1. In the PingFederate administrative console, go to Authentication > Policies > Policies.
  2. To create a new policy, click Add Policy.
  3. Configure the Policy window.

    Screen capture illustrating the Name, Description, and Policy fields on the Policy window in PingFederate.
    1. In the Name field, enter a name.
    2. In the Description field, enter a description.
    3. From the Policy list, go to Selectors and choose your previously created selector.
      After choosing your selector, additional fields display that require you to identify which authentication adapters to use for internal and external users.
  4. From the additional lists that display, configure the authentication adapters to be used for internal and external users.

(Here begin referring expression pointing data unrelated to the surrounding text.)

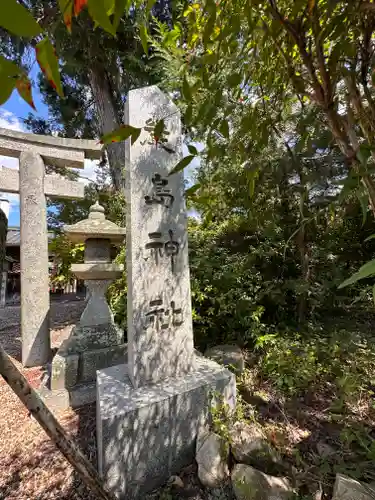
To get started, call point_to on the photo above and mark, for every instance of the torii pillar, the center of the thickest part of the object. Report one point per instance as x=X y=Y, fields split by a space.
x=33 y=185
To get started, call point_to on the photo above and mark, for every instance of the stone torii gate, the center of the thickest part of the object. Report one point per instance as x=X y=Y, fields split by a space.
x=33 y=185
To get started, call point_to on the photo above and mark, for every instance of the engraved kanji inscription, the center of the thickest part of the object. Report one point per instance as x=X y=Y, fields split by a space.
x=160 y=248
x=161 y=194
x=160 y=318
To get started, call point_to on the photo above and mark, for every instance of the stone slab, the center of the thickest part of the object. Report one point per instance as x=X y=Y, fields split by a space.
x=91 y=148
x=35 y=318
x=145 y=435
x=160 y=334
x=58 y=157
x=58 y=186
x=64 y=371
x=62 y=399
x=92 y=337
x=347 y=488
x=100 y=271
x=93 y=360
x=54 y=185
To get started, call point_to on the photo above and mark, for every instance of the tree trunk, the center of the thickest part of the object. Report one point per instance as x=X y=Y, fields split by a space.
x=45 y=418
x=108 y=120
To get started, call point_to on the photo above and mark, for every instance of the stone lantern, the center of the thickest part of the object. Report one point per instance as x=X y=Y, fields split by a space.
x=96 y=342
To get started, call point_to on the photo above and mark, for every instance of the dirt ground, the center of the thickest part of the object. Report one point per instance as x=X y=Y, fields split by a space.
x=31 y=468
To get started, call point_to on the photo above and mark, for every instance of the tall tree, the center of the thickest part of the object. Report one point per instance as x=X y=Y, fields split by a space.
x=260 y=58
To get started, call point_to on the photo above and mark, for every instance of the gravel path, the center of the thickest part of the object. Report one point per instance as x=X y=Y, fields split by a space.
x=31 y=468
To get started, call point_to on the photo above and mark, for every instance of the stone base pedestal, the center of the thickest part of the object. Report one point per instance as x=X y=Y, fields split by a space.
x=73 y=371
x=145 y=435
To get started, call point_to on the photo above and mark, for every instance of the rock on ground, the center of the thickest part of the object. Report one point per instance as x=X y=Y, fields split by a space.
x=252 y=484
x=212 y=459
x=227 y=355
x=349 y=489
x=249 y=445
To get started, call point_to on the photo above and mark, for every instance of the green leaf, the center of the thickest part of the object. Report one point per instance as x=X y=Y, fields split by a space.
x=192 y=189
x=363 y=154
x=208 y=29
x=224 y=128
x=120 y=134
x=120 y=7
x=98 y=12
x=18 y=20
x=192 y=150
x=66 y=7
x=363 y=200
x=109 y=6
x=136 y=134
x=8 y=68
x=182 y=164
x=23 y=85
x=186 y=90
x=48 y=62
x=150 y=4
x=144 y=37
x=234 y=79
x=6 y=88
x=365 y=271
x=188 y=114
x=159 y=129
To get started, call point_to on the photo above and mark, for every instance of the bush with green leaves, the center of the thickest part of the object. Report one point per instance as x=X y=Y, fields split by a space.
x=338 y=362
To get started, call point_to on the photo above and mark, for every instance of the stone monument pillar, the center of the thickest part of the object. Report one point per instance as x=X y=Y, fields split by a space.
x=4 y=216
x=150 y=411
x=96 y=342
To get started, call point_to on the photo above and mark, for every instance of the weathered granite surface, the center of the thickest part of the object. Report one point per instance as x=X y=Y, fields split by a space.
x=347 y=488
x=145 y=435
x=96 y=342
x=212 y=457
x=96 y=226
x=33 y=184
x=160 y=335
x=252 y=484
x=54 y=185
x=36 y=346
x=58 y=151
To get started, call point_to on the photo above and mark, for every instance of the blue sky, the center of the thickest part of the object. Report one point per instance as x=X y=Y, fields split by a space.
x=11 y=115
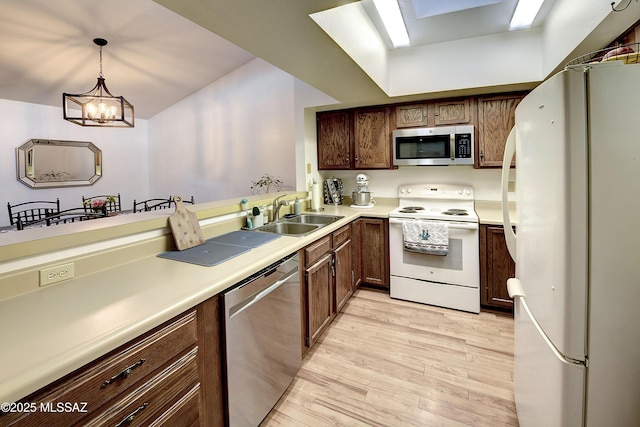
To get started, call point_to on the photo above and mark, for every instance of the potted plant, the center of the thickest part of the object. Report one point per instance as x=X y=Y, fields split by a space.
x=266 y=184
x=98 y=205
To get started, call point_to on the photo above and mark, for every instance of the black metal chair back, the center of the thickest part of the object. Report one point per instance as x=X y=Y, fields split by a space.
x=64 y=217
x=31 y=211
x=152 y=204
x=155 y=204
x=112 y=203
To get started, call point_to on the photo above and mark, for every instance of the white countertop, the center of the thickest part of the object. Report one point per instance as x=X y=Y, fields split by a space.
x=52 y=331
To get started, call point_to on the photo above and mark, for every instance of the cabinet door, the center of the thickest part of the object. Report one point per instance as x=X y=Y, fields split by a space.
x=375 y=252
x=343 y=274
x=372 y=140
x=319 y=282
x=411 y=115
x=453 y=112
x=496 y=266
x=334 y=140
x=496 y=117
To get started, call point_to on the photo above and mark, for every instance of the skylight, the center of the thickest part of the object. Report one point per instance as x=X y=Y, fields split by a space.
x=426 y=8
x=389 y=12
x=525 y=13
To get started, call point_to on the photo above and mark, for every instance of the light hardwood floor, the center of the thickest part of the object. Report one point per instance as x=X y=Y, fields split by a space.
x=385 y=362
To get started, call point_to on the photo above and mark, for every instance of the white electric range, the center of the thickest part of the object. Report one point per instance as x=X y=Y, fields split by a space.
x=451 y=280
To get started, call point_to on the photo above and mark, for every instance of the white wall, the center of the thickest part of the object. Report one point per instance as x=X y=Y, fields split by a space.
x=124 y=155
x=214 y=143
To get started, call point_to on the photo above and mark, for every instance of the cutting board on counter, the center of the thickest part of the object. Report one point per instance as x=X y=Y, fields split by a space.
x=185 y=227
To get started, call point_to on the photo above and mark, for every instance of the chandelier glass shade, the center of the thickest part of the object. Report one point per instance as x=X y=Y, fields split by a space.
x=98 y=107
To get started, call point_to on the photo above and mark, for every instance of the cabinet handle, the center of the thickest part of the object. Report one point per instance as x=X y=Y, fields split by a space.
x=129 y=418
x=124 y=374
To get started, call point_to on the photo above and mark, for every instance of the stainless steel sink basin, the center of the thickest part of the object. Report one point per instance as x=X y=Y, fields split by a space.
x=314 y=219
x=288 y=228
x=299 y=225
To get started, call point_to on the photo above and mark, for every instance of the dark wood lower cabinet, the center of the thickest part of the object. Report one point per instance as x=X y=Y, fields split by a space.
x=374 y=255
x=319 y=293
x=169 y=376
x=496 y=266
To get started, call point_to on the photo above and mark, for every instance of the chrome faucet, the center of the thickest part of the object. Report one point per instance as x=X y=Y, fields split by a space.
x=277 y=204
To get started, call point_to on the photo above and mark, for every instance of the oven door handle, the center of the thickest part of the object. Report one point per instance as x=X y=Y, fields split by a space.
x=452 y=224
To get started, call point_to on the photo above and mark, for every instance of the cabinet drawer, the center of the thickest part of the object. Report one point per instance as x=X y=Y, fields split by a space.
x=342 y=235
x=96 y=384
x=315 y=251
x=155 y=398
x=185 y=412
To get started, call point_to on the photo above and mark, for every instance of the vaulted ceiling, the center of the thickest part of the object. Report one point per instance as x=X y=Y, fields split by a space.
x=161 y=51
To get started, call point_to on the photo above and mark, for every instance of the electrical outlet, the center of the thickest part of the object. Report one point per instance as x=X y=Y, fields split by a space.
x=56 y=274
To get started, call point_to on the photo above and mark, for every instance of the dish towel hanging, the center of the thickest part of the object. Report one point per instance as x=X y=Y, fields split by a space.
x=427 y=237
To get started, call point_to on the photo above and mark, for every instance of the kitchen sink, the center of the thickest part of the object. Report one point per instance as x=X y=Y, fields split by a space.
x=314 y=219
x=299 y=225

    Screen capture illustrating the internal and external authentication adapter lists in PingFederate.
  5. Click Done.
  6. Click Save.
  7. To enable the network-based adaptive authentication policy, go to Authentication > Policies > Policies and select the IDP Authentication Policies check box.

    Screen capture illustrating the IDP Authentication Policies check box selected on the Authentication Policies window in PingFederate.
  • Map the policy contract you used after completing the adaptive authentication within your SAML connections and/or OAuth persistent grants.
  • You can hierarchically organize the policy to appear earlier or later in the Policy list.

    To configure PingFederate with multiple authentication policies or specify the order in which they are presented, go to Authentication > Policies > Policies.